# Electrical Training Aliance aptitude test. Prep course recommendations?



## JohnDS (8 mo ago)

Hello all.

Towards the end of the month, my son is scheduled for an aptitude test to get into an electrical apprenticeship. I've taken this exam myself about 17 years ago. From what I remember, it was basic algebra and some reading comprehension, and from what I've been gathering on the internet, is that it's pretty much the same. So the good thing is that he is graduating from high school next month, so hopefully his algebra and reading skills are fresh.

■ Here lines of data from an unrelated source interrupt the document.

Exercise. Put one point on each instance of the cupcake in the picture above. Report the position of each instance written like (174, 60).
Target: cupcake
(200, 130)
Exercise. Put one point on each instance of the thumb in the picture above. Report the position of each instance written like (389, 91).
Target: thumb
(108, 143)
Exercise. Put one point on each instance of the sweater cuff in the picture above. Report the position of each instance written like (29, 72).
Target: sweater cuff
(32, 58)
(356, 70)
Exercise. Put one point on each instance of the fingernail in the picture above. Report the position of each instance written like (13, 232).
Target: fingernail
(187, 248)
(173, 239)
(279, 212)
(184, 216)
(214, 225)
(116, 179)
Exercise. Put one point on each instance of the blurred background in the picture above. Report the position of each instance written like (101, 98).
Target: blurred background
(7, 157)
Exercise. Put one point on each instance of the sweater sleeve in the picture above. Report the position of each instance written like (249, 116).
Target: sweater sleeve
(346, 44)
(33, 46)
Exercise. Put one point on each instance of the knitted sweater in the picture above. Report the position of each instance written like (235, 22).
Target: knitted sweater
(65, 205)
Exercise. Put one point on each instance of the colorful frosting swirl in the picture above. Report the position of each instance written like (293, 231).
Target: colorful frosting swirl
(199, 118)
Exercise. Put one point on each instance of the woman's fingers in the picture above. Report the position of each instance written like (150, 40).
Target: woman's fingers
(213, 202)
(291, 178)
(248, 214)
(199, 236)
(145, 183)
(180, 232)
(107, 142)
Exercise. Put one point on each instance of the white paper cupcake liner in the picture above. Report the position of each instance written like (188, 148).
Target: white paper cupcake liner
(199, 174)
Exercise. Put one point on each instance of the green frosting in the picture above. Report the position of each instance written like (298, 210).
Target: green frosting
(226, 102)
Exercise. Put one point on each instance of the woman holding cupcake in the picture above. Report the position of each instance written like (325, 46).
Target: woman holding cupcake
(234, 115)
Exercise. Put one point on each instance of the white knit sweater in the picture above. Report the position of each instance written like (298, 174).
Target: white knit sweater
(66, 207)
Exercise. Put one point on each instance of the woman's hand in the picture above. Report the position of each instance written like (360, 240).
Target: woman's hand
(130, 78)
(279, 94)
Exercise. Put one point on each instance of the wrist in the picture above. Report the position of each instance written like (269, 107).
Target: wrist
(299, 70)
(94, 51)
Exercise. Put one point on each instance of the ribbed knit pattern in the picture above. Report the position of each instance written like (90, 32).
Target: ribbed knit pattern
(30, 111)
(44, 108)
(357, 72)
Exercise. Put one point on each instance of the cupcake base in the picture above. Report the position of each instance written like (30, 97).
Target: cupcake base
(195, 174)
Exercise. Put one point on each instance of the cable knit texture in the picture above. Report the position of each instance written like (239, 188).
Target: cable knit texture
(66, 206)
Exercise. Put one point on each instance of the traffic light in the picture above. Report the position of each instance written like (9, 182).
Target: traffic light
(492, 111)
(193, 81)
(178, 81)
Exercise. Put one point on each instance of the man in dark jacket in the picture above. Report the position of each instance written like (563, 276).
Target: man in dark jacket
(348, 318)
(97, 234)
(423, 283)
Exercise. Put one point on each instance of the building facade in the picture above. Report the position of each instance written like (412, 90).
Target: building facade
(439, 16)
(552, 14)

Do you guys have any recommendations as to how he can pass this test the first time? I've been looking around and see a lot of websites offering practice exams for a fee, but not sure how legit they are or if they are worth it. I'm willing to pay for it if nothing else comes up, but wanted to ask you guys if there is a better way or a reputable website that anyone uses. Thank you, I really appreciate any help.

John


----------



## BillyMac59 (Sep 12, 2019)

It's an aptitude test , not a pre-electrical exam. The testiing will measure his suitability for the trade. No doubt it will have basic algebra and arithmetic, images to test his 3D thinking, reading comprehension; the most basic skills a tradesman must have. If he is fresh from the educational system, and he is someone who has worked with his hands as well as his brain, he should have no problems. The question will be how many openings are there and how many applicants. They will likely take "X" number of people as opposed to everyone above a certain grade point. Good luck!


----------



## brian john (Mar 11, 2007)

ValeoBill said:


> It's an aptitude test , not a pre-electrical exam. The testiing will measure his suitability for the trade. No doubt it will have basic algebra and arithmetic, images to test his 3D thinking, reading comprehension; the most basic skills a tradesman must have. If he is fresh from the educational system, and he is someone who has worked with his hands as well as his brain, he should have no problems. The question will be how many openings are there and how many applicants. They will likely take "X" number of people as opposed to everyone above a certain grade point. Good luck!


After taking the test 5o years ago I was told I was wasting my time trying to be an electrician, was told I should switch to turd wresting.


----------